Sinitic Languages Diversity and Digital Humanities - DLS-HN
Abstract
The development of digital humanities (DH) practices and the growing availability of corpora are opening up new areas of application and challenges for automatic language processing (ALP). The NLP of Sinitic languages is no exception, although it does present some specific problems. We propose a project that aims to describe and address some of these challenges by approaching the issue from the angle of variation.
We will distinguish three axes of variation: temporal (diachronic), geographical (dialectal/diatopic) and grapholinguistic (language-writing relationship). In this way, we wish to question the formal representations (data normalization and vectorization) and corpus choices at the basis of any processing of Sinitic languages.

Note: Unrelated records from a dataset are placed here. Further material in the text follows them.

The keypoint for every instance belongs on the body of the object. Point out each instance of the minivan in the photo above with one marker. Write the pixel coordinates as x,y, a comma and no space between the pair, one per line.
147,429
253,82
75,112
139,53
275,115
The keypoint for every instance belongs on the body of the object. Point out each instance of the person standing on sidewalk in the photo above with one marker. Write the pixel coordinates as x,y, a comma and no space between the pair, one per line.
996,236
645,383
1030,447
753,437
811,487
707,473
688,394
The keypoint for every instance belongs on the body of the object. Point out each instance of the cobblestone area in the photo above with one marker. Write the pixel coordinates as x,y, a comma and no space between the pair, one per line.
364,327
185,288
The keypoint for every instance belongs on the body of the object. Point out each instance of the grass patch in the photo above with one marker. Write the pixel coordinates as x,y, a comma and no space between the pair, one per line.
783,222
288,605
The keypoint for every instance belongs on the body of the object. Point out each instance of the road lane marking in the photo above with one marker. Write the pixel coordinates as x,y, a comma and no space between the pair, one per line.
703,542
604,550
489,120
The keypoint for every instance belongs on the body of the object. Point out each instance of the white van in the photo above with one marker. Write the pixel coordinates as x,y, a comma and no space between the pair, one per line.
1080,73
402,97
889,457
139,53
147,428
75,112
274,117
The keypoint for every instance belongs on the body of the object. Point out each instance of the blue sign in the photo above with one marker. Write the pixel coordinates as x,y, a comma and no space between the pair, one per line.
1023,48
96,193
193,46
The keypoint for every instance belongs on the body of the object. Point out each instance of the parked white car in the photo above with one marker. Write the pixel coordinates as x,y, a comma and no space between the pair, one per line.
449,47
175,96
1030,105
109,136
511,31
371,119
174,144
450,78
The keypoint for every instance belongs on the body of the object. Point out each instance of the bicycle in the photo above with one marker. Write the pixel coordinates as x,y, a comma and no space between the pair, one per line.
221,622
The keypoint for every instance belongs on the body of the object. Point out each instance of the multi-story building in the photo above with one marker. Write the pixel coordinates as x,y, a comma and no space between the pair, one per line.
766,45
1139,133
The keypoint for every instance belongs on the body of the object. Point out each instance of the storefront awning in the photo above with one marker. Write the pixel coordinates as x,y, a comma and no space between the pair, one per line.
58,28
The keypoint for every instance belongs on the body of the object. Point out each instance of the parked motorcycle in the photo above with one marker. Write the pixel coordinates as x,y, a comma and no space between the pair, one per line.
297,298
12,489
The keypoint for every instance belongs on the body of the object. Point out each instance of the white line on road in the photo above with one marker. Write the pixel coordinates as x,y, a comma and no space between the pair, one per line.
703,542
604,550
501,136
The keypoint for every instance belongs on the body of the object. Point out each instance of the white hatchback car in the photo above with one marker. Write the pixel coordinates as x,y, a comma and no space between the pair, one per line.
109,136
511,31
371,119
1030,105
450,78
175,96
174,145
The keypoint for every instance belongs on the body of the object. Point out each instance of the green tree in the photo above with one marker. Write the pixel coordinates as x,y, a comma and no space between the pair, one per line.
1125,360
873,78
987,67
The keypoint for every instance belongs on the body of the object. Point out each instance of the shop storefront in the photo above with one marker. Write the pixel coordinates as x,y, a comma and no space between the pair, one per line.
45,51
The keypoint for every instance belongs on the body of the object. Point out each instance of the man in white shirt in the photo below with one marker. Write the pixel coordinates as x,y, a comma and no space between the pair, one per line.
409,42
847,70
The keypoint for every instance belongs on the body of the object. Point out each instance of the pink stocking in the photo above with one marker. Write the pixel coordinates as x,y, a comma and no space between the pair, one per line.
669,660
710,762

We will study several situations of variation and different applications of NLP to HN and for heritage languages.
Our contribution will be twofold. On the one hand, it will concern the evaluation and design of NLP methods on data located at different positions along these axes, and on the other, the dissemination of these methods and their applications. We will work on both written and oral data.
The temporal axis will be explored mainly through the corpus of the Shun-Pao, the first daily newspaper printed in Sinogram between 1872 and 1949. This corpus enables us to address both linguistic and historical issues, and will be worked on in collaboration with historians involved in the ENP-China project.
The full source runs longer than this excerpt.